The calendar rain season extends from July 1, 2013 to June 30, but the drought-stricken region has little to show for it
By Jonathan Lloyd
| Tuesday, Jul 1, 2014 | Updated 12:52 PM PDT
Los Angeles' rain season ended with the seventh-driest rainfall total for the period in more than 130 years as the state enters a hot, dry summer under a drought emergency.
Just 6.08 inches of rain was recorded in downtown Los Angeles for the rain season, between July 1, 2013 and June 30. That goes down as the seventh-driest rain season since record-keeping began in downtown LA in 1877, but slightly better than the previous rain season total of just 5.85 inches.
The two seasons are the driest back-to-back seasons on record, according to the National Weather Service. Over the past three rain seasons, downtown LA is running about 2 feet below normal.
The average for the rain season is 14.93 inches -- a distant aspiration in a drought-stricken state that just completed its warmest and third-driest winter on record.
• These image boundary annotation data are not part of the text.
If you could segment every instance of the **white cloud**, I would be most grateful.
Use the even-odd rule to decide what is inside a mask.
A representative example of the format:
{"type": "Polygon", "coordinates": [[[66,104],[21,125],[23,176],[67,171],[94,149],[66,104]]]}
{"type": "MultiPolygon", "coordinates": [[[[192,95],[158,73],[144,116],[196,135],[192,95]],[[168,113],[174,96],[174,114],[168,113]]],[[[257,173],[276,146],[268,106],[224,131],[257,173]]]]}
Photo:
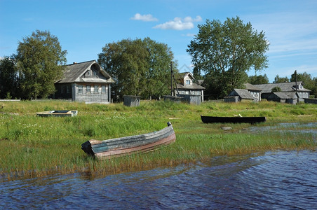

Significant rainfall deficits for the past season were also recorded in San Francisco to the Central Valley and south to San Diego,
- Running Dry: Drought Map, Updates, Water Conservation
About 33 percent of the state faces "Exceptional Drought" conditions, including a large swath of the Central Valley region, according to the U.S. Drought Monitor. "Exceptional" is the most severe of the Monitor's drought levels, which include Abnormally Dry (D0), Moderate (D1), Severe (D2), Extreme (D3) and Exceptional (D4).
Nearly 77 percent of the state is categorized in Extreme/Exceptional drought, which brings the threat of rapid wildfire spread this summer, stressed crops and water supply issues.